Let two mutually disjoint geodesics $L_1$ and $L_2$ in $\Bbb H$ be given, where $\Bbb H$ is an upper half plane in $\Bbb C$ with hyperbolic metric $\rho$. Then $\rho(z,w)$ is strictly convex on $\{(z,w)\in\Bbb C^2\mid z\in L_1,w\in L_2\}$. Equivalently, for every $z,z'\in L_1$ and every $w,w'\in L_2$, the inequality $$\rho(z_0,w_0)\leq{\rho(z',w')+\rho(z,w)\over 2}$$ holds, where $z_0$ and $\omega_0$ are the middle-points of $z$ and $z'$ and of $w$ and $w'$ (w.r.t the hyperbolic distance), respectively.
Proof. It suffices to show the inequality when $z\neq z'$. Let $L$ be the geodesic on $\Bbb H$ passing through $z_0$ and $w_0$. Let $\hat{z}',\hat{z}$ and $\hat{z}_0$ be points symmetric to $z,z'$ and $z_0$ respectively, with respect to $w_0$ (in the sense of the hyperbolic geometry). (The following figure replaces $\Bbb H$ by the unit disk and assume $w_0 =0$).

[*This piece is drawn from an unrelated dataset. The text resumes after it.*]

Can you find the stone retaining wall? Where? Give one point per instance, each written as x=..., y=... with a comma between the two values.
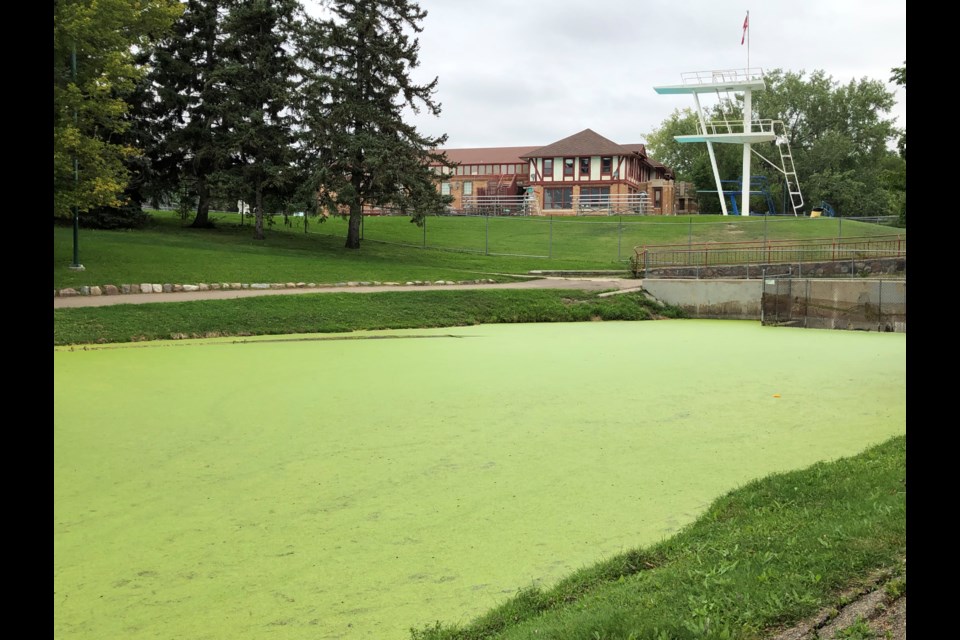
x=147, y=287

By the definitions, $\rho(z,w) = \rho(\hat{z}',w')$, and it is clear that
$$\rho(z',\hat{z}')\leq\rho(z',w')+\rho(w',\hat{z}').$$
On the other hand, let $\gamma_1$ and $\gamma_2$ be the elliptic elements of $\mathrm{Aut}(\Bbb H)$ of order two which have $z_0$ and $w_0$, respectively, as fixed points. $\color{red}{\text{Then the composition $\gamma_2\circ\gamma_1$ is a hyperbolic element with the axis $L$, and sends $z_0$ and $z'$ to $\hat{z}_0$ to $\hat{z}'$, respectively}}$. $\color{red}{\text{Hence we have $2\rho(z_0,w_0) = \rho(z_0,\hat{z}_0)<\rho(z',\hat{z}')$.}}$
The above red statements don't make sense to me. Especially, in the first statement, it says the composition of elliptic elements is hyperbolic. If $\gamma_1,\gamma_2$ are hyperbolic elements, we can conjugate in $\mathrm{Aut}(\hat{\Bbb C})$ so that $\hat{\gamma}_1:z\mapsto e^{i\theta}z$ and $\hat{\gamma}_2:z\mapsto e^{i\eta}z$ for some $\theta,\eta\in\Bbb R$. The square of the trace of $\gamma_2\circ\gamma_1$ can't exceed $4$ so can't be hyperbolic element. Even if the first red statement is true, I can't understand why it implies the second statement.